I use the acrylic stuff up to about 2-3 times from shine art. If your shipping designs i would use the Silicon stuff, but if you're making and pressing designs in house the acrylic is plenty good in my opinion 

Thanks,
Jeron


----------



## Leg cramps (Feb 9, 2009)

I have tried the acrylic and silicone. I press rhinestone decals and get at least 20 presses on a 
4" x 10" sheet at 300 degrees for 20 seconds. I have gone through at least 1200 ft of decal material last year and still am using the same roll of tape. I prefer acrylic, doesn't wrinkle as much, stays sticky longer and doesn't have the static as the silicone. also it sticks to decal material and makes it harder to peel without ruining decal.


----------



## ifusion (Jun 3, 2011)

I sell transfers and press my own items. I get my tape from shineart. I usually get a case at a time. I get the cheapest stuff they have. I use it once and toss it. When it comes down to it, a 12"x12" sheet of tape costs under 10 cents when you are buying it by the roll. 

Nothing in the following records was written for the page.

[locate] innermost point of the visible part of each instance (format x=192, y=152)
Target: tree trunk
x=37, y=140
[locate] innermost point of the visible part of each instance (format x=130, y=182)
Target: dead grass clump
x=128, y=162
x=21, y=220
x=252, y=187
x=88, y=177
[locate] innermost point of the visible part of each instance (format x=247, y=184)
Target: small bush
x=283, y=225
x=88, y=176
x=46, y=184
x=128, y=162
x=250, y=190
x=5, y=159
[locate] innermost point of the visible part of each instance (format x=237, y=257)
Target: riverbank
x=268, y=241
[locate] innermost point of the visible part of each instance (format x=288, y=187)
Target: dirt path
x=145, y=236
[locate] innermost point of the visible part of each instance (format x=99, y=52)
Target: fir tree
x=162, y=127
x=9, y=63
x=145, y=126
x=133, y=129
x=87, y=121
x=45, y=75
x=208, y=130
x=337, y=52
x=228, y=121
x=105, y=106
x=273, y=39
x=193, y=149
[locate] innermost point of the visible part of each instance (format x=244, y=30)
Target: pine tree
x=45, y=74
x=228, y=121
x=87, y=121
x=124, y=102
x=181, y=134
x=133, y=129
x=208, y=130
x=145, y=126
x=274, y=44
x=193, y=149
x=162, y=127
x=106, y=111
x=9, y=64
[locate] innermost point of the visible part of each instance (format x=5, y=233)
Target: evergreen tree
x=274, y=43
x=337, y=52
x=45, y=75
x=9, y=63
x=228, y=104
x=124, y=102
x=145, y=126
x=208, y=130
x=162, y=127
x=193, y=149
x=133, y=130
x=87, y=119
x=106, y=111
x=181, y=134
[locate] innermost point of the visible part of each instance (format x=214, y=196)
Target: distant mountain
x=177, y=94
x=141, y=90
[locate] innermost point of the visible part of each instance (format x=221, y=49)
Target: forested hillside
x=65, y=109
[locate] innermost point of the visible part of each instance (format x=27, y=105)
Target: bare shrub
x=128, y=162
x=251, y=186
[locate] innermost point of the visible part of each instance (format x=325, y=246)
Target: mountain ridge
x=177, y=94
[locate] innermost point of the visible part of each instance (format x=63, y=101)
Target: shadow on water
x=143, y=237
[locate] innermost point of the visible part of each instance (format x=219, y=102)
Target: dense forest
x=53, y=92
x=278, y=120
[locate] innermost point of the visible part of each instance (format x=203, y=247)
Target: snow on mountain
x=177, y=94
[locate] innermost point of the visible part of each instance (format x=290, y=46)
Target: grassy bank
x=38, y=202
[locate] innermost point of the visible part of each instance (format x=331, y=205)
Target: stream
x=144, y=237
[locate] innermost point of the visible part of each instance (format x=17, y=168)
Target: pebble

There are soo many other spots to save money... I wouldnt waste my time trying to get more uses out of tape.


----------



## allamerican-aeoon (Aug 14, 2007)

Sheet can be sold by cut sheet or roll(100meter=330feet). On going price is $60-80/roll.
Silicon is way to go if anyone want to sell motif. Stone will not move while transport by UPS.
Cheers! Beers are on me always.


----------